American Racism: We've Got So Very Far To Go

"I always deplored racism—those values were instilled in me from birth—but I was also someone who recoiled at words like “systemic racism.” I looked at the strides we’d made since slavery and Jim Crow and said, “Look how far we’ve come.” I was less apt to say, “and look how much farther we have to go.” "

 

"Here’s one definition—“structural” or “systemic” racism is: A system in which public policies, institutional practices, cultural representations, and other norms work in various, often reinforcing ways to perpetuate racial group inequity. It identifies dimensions of our history and culture that have allowed privileges associated with “whiteness” and disadvantages associated with “color” to endure and adapt over time. Structural racism is not something that a few people or institutions choose to practice. Instead it has been a feature of the social, economic and political systems in which we all exist."

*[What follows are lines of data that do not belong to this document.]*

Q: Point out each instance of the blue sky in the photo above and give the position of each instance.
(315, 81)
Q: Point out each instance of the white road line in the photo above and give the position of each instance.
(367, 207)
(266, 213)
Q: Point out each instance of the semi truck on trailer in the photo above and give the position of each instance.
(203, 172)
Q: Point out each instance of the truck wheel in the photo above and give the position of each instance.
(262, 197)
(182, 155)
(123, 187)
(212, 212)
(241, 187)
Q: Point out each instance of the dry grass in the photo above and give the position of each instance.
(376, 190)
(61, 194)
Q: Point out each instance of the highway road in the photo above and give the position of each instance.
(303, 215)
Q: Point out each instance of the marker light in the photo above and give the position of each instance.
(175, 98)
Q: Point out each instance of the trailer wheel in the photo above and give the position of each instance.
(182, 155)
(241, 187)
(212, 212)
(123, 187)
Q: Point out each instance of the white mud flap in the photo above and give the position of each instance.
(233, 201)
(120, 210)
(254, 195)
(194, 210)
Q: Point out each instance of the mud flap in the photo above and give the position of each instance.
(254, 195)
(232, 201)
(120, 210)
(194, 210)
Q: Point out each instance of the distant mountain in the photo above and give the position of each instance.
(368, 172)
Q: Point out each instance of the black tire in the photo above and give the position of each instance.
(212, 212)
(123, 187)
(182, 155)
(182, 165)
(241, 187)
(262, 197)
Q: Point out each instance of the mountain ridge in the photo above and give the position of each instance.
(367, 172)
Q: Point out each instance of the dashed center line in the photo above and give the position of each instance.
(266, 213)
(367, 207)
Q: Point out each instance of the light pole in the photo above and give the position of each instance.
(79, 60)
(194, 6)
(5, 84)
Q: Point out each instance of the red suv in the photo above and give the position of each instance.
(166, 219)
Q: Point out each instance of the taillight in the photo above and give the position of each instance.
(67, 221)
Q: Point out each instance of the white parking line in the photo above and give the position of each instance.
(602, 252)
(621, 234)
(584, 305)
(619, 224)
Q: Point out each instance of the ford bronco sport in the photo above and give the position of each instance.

"I believe the following things to be true:
1. Slavery was legal and defended morally and (ultimately) militarily from 1619 to 1865.
2. After slavery, racial discrimination was lawful and defended morally (and often violently) from 1865 to 1964.
3. The Civil Rights Act of 1964 did not end illegal discrimination or racism, it mainly gave black Americans the legal tools to fight back against legal injustices.
4. It is unreasonable to believe that social structures and cultural attitudes that were constructed over a period of 345 years will disappear in 56.
5. Moreover, the consequences of 345 years of legal and cultural discrimination, are going to be dire, deep-seated, complex, and extraordinarily difficult to comprehensively ameliorate."


"Taking the next steps down that road will have to mean shedding our partisan baggage. It means acknowledging and understanding that the person who is wrong on abortion and health care may be right about police brutality. It means being less outraged at a knee on football turf than at a knee on a man’s neck. And it means declaring that even though we may not agree on everything about race and American life, we can agree on some things, and we can unite where we agree."


Pro ALL Life: Why I Protest And Encourage You To Do So Too

"I'm convinced that Christians need to speak out and to protest at times. And the reality is, all Christians believe this about certain issues. For example, it does not seem controversial when we march for life. But it does seem controversial when we march for racial justice, and I think it’s worth exploring why."

"As Protestants, protest is a part of our faith heritage. That’s part of why we are called Protestants." 


"Some conservatives (often evangelicals) seem intent upon focusing on other issues so as to bypass the heart of the matter and the point of the peaceful protests... Even as evidence of violence and prejudice mounts and the pleas from their brothers and sisters of color intensify, their social media feeds instead focus on the riots and looting. Tying the protests and riots together, some are trying to dismiss the former by way of the latter. Here’s the challenge: You can simultaneously speak out against systemic racism and looting and violence. Evangelicals sometimes struggle with the former but demand the latter. Followers of Jesus must do both."
 

"I’m aware of concerns surrounding the BLM movement but that doesn’t negate the significance of the phrase. Actually, those who respond with “All Lives Matter” are missing the point. All lives don’t matter if black lives don’t matter. Instead of throwing back casual soundbites, we should be grieved we have reached a place where so many in the African American community believe their lives do not matter to us. Regardless of politics, it marks a tragic failure on our part to live out scripture’s imperative to be known for our love." 

Finally, I want to acknowledge my friend and fellow Central pastor, Chris Ross. I plan our sermon series texts and preachers months in advance. We had no idea of what would unfold these past number of days, nor how providential #Blessed are the Peacemakers would be. Chris navigated the text, our MB history, and our moment with care, wisdom, and powerful preaching. No easy feat. Thank you, Chris.